Who: Tate and Violet What: Truth telling When: Evening Where: The Complex lobby Warnings TBA
If he could dream, he would have written this off as a nightmare. But the dead couldn't dream. All they had was reality, and if this was his new reality, he was torn between wanting to go home, and wanting to embrace this... whatever this was supposed to be. Maybe it was the freedom, which seemed brand new to him, or maybe it was Violet, who didn't know the full extent of what he had done. Maybe it was not living in a house that was a giant cage full of people who hated him, with walls like iron bars and windows that let him look out to see his mother and that baby who always turned his head back to look up at him.

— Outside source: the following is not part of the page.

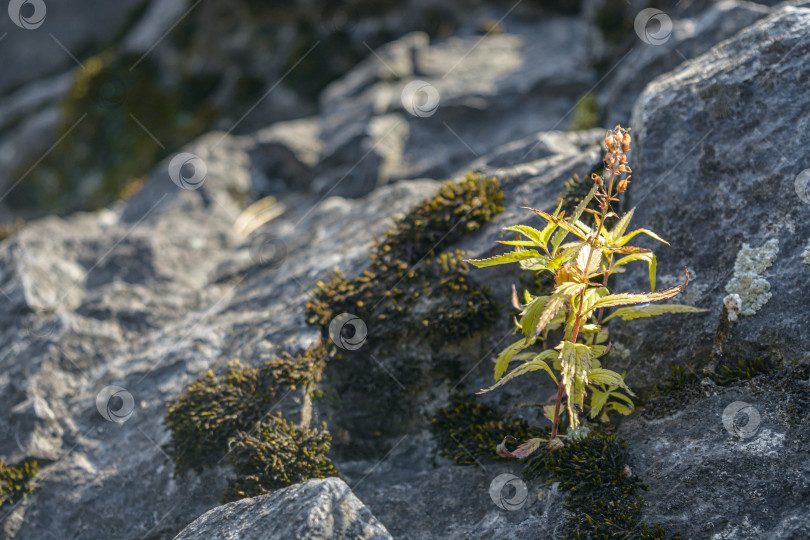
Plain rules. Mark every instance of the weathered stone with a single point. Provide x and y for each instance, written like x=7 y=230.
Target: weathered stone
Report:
x=317 y=509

It was cold in Kansas, colder than he could remember California ever being, but Tate didn't feel the change in weather, not like the living would feel it. There was only the breeze in his face and the silence of his footsteps and the soft whishing of cars whose passengers didn't see him. They didn't see him on purpose. They didn't see him because he didn't want them to see him. Being invisible was so much easier. Nobody could look at you and see things that you didn't want them to see. Tate wished his kid was invisible too. Just so he didn't have to gaze out a window and accidentally catch a glimpse of the child's eyes.

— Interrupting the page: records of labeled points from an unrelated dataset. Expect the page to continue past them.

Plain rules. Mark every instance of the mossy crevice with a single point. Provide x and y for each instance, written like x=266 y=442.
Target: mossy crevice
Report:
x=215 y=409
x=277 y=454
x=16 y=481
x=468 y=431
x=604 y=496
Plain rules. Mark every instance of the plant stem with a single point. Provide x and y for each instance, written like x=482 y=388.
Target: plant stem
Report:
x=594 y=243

Doing this all over again was torture. The first time around had been a disaster and this time around couldn't possibly be any different. That woman who had typed out his secrets and sent them to Violet, that woman made his chest hurt and his hands shake, and if this had been three years ago, Tate thought he'd probably have wanted to gut her. Now, however, he just wanted her to go away. Crawling into a dark corner sounded like a good idea. But there was Violet to think about, and he couldn't leave her wondering.
Tate had not arrived wearing a jacket, but there was a jacket that he didn't need on him now. There was no appearing behind her like he'd always been there, no coming through a wall, no coming out of nowhere. He pulled the door open, stepped inside and waited for her to come to him first.